Letters claim Panetta admits CIA misled
By: Alex Isenstadt politico.com July 8, 2009 08:52 PM EST
A letter released late Wednesday by six Democratic House members claims that Central Intelligence Agency Director Leon Panetta testified that "top CIA officials have concealed significant actions… and misled" members of Congress since 2001 — a claim the CIA is contesting.
The letter did not specify what actions were concealed, or how members of Congress were misled.
In it, the Democrats demanded that Panetta correct a statement he issued on May 15 – just after House Speaker Nancy Pelosi accused the CIA of misleading her during the Bush years about the agency’s use of waterboarding techniques – stating that it is not the CIA’s “policy or practice to mislead Congress.”
CIA spokesman George Little told the Washington Independent late Wednesday, said the claim that Panetta admitted his agency has misled Congress is “completely wrong.” He added, “Director Panetta stands by his May 15 statement.”
The letter was signed on June 26 by Rep. Anna Eshoo (D-Calif.), John Tierney (D-Mass.), Rush Holt (D-N.J.), Mike Thompson (D-Calif.), Alcee Hastings (D-Fla.) and Jan Schakowsky (D- Ill.) – all of whom serve on the House Intelligence Committee.
Earlier today, House Intelligence Chairman Silvestre Reyes (D-Texas) wrote in a letter to the committee’s ranking Republican, Rep.
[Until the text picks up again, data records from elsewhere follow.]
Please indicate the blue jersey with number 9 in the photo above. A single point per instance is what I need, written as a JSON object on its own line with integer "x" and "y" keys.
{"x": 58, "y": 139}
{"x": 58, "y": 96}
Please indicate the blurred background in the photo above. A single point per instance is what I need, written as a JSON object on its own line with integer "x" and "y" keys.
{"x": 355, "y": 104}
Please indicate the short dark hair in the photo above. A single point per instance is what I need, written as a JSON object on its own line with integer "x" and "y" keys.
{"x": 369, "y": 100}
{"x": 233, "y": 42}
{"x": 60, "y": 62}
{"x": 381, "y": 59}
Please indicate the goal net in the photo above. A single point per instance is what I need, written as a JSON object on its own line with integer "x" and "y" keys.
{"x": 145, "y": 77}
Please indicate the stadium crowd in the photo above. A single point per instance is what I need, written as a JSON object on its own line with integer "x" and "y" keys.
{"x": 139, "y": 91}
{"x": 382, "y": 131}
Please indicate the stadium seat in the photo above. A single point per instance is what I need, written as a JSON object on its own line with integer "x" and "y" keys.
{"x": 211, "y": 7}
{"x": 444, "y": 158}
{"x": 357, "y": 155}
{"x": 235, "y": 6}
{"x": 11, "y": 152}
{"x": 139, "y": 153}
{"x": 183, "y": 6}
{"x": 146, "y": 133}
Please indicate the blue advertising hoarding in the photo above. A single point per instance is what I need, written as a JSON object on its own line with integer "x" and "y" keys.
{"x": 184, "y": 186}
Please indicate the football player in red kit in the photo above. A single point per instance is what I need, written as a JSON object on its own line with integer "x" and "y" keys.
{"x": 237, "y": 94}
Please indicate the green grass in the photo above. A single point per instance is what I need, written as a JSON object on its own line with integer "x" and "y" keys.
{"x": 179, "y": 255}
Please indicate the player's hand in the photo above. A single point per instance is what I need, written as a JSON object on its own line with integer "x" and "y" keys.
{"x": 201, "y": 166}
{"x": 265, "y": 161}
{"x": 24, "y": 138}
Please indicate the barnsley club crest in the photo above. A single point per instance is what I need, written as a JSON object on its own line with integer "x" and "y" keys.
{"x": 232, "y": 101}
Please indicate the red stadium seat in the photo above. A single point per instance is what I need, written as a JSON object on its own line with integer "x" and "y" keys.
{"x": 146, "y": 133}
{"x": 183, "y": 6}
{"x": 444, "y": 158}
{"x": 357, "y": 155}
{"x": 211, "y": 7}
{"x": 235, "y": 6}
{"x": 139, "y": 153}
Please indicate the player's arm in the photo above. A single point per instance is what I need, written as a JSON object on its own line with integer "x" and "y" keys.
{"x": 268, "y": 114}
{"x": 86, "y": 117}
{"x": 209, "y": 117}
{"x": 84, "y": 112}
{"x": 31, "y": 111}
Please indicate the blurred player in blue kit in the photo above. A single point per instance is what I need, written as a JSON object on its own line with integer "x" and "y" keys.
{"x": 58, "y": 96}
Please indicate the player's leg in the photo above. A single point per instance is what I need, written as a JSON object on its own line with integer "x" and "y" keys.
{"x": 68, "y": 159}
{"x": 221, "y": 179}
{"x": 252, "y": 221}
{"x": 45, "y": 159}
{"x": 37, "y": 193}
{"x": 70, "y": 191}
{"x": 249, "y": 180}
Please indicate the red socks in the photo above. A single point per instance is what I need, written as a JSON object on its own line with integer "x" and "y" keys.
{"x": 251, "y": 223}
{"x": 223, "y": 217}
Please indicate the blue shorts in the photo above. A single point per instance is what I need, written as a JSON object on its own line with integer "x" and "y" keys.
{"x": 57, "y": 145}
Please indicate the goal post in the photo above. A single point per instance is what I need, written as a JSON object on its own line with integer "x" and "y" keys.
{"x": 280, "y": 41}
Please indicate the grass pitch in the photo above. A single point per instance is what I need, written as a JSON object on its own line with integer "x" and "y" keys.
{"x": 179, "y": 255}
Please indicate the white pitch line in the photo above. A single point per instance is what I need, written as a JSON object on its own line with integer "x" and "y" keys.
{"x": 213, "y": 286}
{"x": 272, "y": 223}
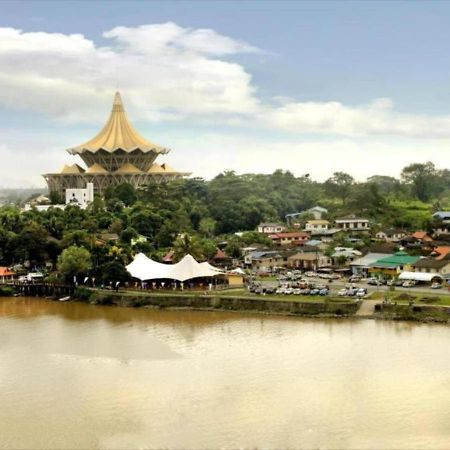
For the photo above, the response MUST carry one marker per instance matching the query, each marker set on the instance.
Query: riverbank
(233, 300)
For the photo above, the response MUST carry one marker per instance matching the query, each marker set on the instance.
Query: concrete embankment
(327, 308)
(414, 312)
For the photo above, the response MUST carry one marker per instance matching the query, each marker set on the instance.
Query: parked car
(354, 279)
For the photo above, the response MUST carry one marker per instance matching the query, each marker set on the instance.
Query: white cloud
(168, 72)
(164, 70)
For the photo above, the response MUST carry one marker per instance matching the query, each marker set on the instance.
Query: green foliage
(7, 291)
(74, 261)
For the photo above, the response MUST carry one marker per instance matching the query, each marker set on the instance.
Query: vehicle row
(305, 291)
(352, 292)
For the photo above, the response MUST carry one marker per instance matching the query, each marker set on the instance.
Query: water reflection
(80, 376)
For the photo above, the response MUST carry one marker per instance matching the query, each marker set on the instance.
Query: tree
(112, 272)
(74, 261)
(421, 178)
(340, 185)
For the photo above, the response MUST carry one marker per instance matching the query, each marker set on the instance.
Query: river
(81, 376)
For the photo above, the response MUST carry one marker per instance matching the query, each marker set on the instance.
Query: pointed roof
(96, 168)
(118, 133)
(167, 168)
(156, 168)
(128, 168)
(74, 168)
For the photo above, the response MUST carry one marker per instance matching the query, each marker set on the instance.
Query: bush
(83, 294)
(7, 291)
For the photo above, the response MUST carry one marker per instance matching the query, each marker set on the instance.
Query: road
(337, 285)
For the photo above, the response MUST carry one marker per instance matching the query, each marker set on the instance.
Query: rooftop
(118, 133)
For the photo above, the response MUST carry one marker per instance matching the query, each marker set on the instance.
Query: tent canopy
(418, 276)
(145, 268)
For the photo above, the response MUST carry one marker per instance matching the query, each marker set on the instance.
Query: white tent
(238, 271)
(145, 268)
(418, 276)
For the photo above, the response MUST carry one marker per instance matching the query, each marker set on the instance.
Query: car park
(362, 292)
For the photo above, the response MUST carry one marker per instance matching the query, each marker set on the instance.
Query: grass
(422, 298)
(236, 292)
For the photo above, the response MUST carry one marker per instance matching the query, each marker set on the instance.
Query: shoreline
(328, 308)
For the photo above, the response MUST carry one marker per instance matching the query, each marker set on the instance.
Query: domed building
(117, 154)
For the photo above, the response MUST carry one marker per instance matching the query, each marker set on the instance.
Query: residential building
(309, 261)
(317, 212)
(422, 237)
(360, 266)
(80, 197)
(391, 235)
(439, 267)
(394, 264)
(344, 254)
(6, 274)
(442, 215)
(292, 238)
(270, 228)
(352, 224)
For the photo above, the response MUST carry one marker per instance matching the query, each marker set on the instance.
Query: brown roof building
(117, 154)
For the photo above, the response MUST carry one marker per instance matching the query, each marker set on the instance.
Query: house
(344, 254)
(422, 237)
(352, 223)
(442, 215)
(80, 197)
(317, 212)
(309, 261)
(394, 264)
(360, 266)
(439, 267)
(222, 259)
(270, 228)
(139, 239)
(391, 235)
(6, 274)
(441, 252)
(292, 238)
(316, 226)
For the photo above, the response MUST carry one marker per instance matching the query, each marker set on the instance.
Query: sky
(250, 86)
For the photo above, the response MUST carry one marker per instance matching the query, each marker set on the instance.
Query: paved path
(367, 308)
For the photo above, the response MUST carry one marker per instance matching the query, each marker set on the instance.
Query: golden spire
(118, 133)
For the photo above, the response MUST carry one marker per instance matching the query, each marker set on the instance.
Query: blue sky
(306, 86)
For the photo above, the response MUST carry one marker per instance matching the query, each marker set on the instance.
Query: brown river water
(79, 376)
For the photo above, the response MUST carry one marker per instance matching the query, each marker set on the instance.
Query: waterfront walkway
(367, 308)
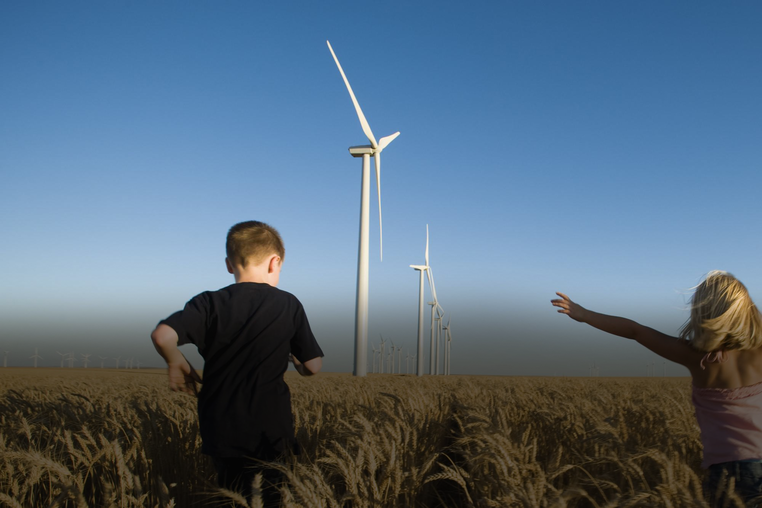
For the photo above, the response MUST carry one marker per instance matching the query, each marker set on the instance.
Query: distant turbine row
(69, 358)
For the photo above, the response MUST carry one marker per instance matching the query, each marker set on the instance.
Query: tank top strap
(713, 357)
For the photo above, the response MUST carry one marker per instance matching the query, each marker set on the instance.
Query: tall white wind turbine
(366, 152)
(446, 348)
(421, 269)
(36, 357)
(436, 313)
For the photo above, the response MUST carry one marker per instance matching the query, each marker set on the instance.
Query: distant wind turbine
(446, 340)
(36, 357)
(366, 152)
(382, 347)
(437, 312)
(375, 352)
(421, 269)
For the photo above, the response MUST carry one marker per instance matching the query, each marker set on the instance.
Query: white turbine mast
(421, 269)
(36, 357)
(446, 339)
(434, 315)
(382, 348)
(366, 152)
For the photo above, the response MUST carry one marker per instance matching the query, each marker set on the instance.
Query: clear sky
(609, 150)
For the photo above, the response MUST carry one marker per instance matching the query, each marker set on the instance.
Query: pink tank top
(731, 423)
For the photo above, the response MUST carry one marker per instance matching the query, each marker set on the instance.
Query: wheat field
(110, 438)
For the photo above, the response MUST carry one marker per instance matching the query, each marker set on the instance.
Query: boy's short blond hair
(723, 316)
(252, 242)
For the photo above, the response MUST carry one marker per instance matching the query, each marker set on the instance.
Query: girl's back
(728, 369)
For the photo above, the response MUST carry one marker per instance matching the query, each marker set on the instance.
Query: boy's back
(245, 332)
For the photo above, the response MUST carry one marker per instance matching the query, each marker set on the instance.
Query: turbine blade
(363, 121)
(384, 142)
(377, 157)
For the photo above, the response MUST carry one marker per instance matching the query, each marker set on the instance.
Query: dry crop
(106, 438)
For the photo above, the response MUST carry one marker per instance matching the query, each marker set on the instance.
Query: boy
(247, 333)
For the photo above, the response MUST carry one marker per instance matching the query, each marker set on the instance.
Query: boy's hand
(571, 309)
(183, 378)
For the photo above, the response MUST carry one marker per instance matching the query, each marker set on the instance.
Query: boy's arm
(308, 368)
(664, 345)
(182, 376)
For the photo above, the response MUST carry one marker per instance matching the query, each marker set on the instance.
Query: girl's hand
(566, 306)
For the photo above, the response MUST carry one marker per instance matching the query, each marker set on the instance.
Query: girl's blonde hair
(723, 316)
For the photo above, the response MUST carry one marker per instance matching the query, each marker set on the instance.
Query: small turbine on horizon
(366, 152)
(36, 357)
(421, 269)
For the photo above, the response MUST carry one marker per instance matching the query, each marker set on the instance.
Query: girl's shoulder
(729, 369)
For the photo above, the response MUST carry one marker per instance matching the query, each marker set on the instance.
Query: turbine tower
(434, 315)
(36, 357)
(446, 339)
(366, 152)
(382, 347)
(421, 269)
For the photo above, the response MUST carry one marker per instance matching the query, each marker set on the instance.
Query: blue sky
(609, 150)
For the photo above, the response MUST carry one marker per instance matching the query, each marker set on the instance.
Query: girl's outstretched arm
(664, 345)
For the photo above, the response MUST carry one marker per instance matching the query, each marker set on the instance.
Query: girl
(720, 345)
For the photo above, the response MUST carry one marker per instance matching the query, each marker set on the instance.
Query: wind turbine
(439, 313)
(36, 356)
(366, 152)
(382, 347)
(375, 351)
(445, 338)
(421, 269)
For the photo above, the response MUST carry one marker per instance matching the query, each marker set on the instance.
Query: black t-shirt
(245, 333)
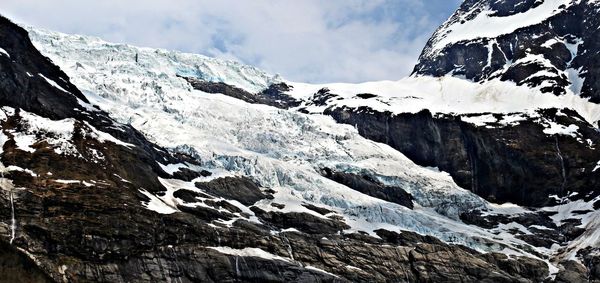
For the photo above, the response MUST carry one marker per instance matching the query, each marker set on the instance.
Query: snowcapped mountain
(545, 44)
(135, 164)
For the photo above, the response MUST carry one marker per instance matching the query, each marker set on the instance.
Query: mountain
(549, 45)
(128, 164)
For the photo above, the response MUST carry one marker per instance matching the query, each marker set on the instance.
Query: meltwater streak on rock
(550, 45)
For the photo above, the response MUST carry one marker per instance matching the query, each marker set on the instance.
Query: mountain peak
(550, 45)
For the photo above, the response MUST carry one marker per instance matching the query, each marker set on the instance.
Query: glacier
(284, 149)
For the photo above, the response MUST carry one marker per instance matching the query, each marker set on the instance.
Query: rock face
(274, 95)
(79, 203)
(546, 44)
(519, 164)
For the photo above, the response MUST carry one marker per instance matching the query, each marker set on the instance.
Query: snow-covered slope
(285, 150)
(545, 44)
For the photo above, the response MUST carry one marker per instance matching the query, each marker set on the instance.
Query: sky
(312, 41)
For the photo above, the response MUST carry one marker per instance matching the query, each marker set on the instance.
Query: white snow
(557, 129)
(479, 120)
(24, 142)
(484, 25)
(284, 150)
(249, 252)
(447, 95)
(156, 204)
(319, 270)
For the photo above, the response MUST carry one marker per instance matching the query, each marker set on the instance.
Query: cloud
(310, 40)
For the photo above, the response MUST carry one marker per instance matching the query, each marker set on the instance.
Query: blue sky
(308, 40)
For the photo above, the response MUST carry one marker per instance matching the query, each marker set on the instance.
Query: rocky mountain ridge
(163, 166)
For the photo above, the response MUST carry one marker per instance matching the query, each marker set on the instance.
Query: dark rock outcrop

Pete Hoekstra (R-Mich.) that he had obtained information that there were serious problems with the CIA’s briefing of lawmakers and that the CIA “affirmatively lied to” lawmakers.
“These notifications have led me to conclude this committee has been misled, has not been provided full and complete notifications, and (in at least one occasion) was affirmatively lied to,” Reyes wrote in his letter.
If that claim is borne out, it would offer a measure of vindication to House Speaker Nancy Pelosi (D-Calif.), who has been under constant fire since claiming in April that the agency misled Congress about waterboarding.
Jamal Ware, spokesman for Republicans on the House Intelligence Committee, dismissed what he called the "blatantly political nature of the Democrats’ letters" as "a direct result of congressional Democrats continued heavy handed attempts to cover up for Speaker Pelosi and what she knew and didn’t do regarding enhanced interrogation.”
Later, Reyes issued a more conciliatory statement that framed Panetta's alleged admission as an attempt to reform the agency, beginning:
“I appreciate Director Panetta’s recent efforts to bring issues to the Committee’s attention that, for some reason, had not been previously conveyed, and to make certain that the Committee is fully and currently briefed on all intelligence activities. I understand his direction to be that the Agency does not and will not lie to Congress, and he has set a high standard for truth in reporting to Congress."
The release of the lawmakers' letters comes one day before the House is set to begin debate on an intelligence reauthorization bill.